На междустанции зарыгало с неописуемой силой, насосы полностью откачали воду. Соответствующий компьютер слегка погудел и выдал на дисплей вопрос запроса: «Изволите принимать?» Ипат вдавил кнопку «Y».
Двери, ведущие из шлюзовых камер в командный отсек, дрогнули и двинулись в разные стороны. Компания замерла.
«Операция закончена…» – устало выдохнул компьютер.
В помещение въехали клешни. Здесь они казались огромными, потому что заняли добрую треть площади, и отвратительными из-за внешнего вида. Ил, пополам с хорошо настоянной грязью, покрывал их жирным слоем, сверху прилепились старые газеты, презервативы, фрагменты обуви; в дополнение ко всему прицепился драный парик и торчала чья-то обглоданная вставная челюсть. Клешни держали нечто бесформенное, значительное по размерам и явно живое. Оно слегка подрагивало, причём абсолютно беззвучно, типично по-рыбьи.
На правах старшего Ипат приблизился к добыче первым. Он выключил маячки и включил расслабление пневматики. Сифа взяла для подстраховки гарпун, наблюдая за происходящим в прибор ночного видения.
Зловеще шипело. Клешни медленно размыкались, выпуская пойманную добычу. Томительная пауза тянулась целую вечность…
В какой-то момент показалось, что…
– Назад!!! – визгнула Аглая.
Ипат не понял. Что-то мелькнуло перед глазами – зелёное, скользкое – сильно дало в грудь, в воздухе со свистом пролетело.
Б-А-Х!!!
Гарпун вонзился в стену, отчего прибор ночного видения сорвался, с хрустом брякнулся. Стекляшки от объектива разлетелись вокруг.
Тут и Федорушка завопил:
– Убёгла, окаянная!
Ипат опомнился почти сразу, но момент был упущен – клешни опустели.
Из глубины коридора слышался быстро удаляющийся топот.
– Я! Я догоню! – вызвалась Сифа.
Ипат её осадил, сунул радиопередатчик, сам взял другой, Аглае скомандывал: «Вниз!», Федорушке: «Вверх!» и начал облаву.
Такой вариант предусматривался. Согласно ему, жертву следовало гнать к заранее оговоренной точке окольными путями, чтобы сойтись всем вместе в один и тот же момент и там повязать Рыбу окончательно. Она, конечно, могла уйти и на улицу, но такой исход представлялся неприемлемым.
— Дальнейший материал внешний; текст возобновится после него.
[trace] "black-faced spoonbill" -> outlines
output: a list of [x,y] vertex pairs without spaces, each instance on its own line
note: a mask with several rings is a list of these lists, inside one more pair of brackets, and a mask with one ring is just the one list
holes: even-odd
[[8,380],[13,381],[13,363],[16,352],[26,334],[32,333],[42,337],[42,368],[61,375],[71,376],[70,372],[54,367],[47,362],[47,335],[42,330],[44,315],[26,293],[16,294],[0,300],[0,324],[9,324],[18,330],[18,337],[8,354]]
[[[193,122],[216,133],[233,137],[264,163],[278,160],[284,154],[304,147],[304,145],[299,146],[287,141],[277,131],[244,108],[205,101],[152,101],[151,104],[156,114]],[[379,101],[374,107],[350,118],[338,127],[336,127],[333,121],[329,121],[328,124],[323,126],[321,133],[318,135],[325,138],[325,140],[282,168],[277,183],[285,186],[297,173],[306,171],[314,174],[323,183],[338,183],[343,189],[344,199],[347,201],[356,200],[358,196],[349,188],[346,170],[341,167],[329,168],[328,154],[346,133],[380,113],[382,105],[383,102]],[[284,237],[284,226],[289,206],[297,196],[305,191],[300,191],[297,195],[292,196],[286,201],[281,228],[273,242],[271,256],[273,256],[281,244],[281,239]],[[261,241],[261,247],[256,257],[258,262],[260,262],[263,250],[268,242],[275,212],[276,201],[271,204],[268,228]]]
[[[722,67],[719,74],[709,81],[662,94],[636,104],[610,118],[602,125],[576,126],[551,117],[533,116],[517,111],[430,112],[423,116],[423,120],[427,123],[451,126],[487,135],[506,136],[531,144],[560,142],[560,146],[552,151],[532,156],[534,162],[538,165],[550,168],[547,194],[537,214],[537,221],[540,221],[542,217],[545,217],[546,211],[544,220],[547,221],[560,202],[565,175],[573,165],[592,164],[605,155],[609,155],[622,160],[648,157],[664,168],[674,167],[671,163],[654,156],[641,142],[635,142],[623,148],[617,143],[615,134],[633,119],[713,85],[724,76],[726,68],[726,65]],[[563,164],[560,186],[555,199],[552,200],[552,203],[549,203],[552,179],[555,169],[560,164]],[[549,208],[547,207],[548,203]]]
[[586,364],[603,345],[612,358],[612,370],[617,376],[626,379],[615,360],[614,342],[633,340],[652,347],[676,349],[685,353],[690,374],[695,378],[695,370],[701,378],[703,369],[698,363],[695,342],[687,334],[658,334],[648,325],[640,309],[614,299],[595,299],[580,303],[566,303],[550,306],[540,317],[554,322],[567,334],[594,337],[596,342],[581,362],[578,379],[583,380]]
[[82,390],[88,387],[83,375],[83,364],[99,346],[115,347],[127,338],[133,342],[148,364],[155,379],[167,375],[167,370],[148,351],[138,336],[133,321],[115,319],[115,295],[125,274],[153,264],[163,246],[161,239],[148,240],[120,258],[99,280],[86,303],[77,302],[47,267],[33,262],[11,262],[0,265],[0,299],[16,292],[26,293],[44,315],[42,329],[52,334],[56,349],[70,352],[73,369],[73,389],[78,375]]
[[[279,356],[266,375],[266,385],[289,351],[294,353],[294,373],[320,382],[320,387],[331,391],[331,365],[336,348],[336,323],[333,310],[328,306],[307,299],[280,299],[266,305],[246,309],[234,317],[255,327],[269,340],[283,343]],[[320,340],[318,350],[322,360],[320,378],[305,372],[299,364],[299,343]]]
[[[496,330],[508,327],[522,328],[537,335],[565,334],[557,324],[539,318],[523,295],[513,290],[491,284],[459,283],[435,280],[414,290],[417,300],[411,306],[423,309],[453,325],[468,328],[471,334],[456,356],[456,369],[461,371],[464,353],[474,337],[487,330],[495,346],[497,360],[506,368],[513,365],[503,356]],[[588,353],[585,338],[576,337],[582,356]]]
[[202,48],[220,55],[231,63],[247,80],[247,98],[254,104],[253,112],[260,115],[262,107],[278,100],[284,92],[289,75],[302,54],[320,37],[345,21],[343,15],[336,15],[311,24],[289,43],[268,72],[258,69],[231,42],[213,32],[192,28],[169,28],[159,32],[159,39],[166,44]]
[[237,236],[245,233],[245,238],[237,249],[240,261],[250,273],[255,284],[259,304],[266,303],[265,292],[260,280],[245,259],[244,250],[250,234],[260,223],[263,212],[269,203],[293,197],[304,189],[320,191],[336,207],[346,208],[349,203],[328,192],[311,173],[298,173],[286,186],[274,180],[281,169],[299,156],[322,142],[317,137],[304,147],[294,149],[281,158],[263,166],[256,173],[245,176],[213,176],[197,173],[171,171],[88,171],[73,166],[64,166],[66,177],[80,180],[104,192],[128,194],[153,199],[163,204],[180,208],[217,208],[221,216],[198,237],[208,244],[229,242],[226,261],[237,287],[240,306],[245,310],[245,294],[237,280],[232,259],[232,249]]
Вернее, его просто не хотели представлять – слишком трагично он выглядел. Забаррикадируй ловцы уличный выход чем-нибудь тяжёлым изнутри, Рыба спокойно бы просочилась сквозь щели и оттуда, уплотнив пробку, похоронила бы участников экспедиции заживо. Дополнительных выходов на поверхность не существовало.
Федорушка выскочил на улицу, осмотрелся и понял, что им повезло. Следы рыбьего хвоста, равно как и плавников, отсутствовали напрочь. Снег демонстрировал только отпечатки аглаиных кед, сифиных босоножек, ипатовых сапожищ и собственных федорушкиных лаптей.
Возрадовавшись, старичок ринулся обратно, присоединяться к погоне. По пути он заскочил в командный отсек к Сифе узнать, есть ли какие новости от Ипата. Сифа всё это время тщательно ловила сигналы радиопередатчика, но Ипат подал реплики лишь дважды. В первый раз он приказал кому-то молчать, а во второй раз кого-то позвал: «Цып-цып-цып». Сифа пребывала в полном недоумении. Подчиняясь приказу, она сидела в центре управления, но чем дольше сидела, тем меньше сил оставалось у неё для выполнения приказа. Соблазн вмешаться не давал жить нормально. Федорушка, к сожалению, ничем помочь не мог. Он схватил план-схему подземелий и вприпрыжку убежал. По его расчётам погоня находилась примерно в трёх километрах отсюда, на противоположной стороне пруда.
Старческое сердце то и дело болезненно дёргалось, дыхание спирало, но Федорушка бежал, не снижая темпа, под азартным влиянием охотничьей одержимости. Один только раз он остановился сверить чутьё с картой и жутко перепугался. Где-то совсем рядом, прямо за стеной (внутри стены!) сверху вниз пронёсся мужской вопль – могучий, но отчаянный. Предсмертный какой-то. Словно человек летел ничем не сдерживаемый, куда-то падая. Федорушка узнал его – то кричал сам Ипат. Его это был голос, тут уж перепутать трудно.
«Господи…» – озадачился старичок. И вспомнил. Ведь были ещё вентиляционные шахты, которые вели к центру Земли!
Федорушка, похолодев, выронил карту. Враз ослабевшие колени его подогнулись.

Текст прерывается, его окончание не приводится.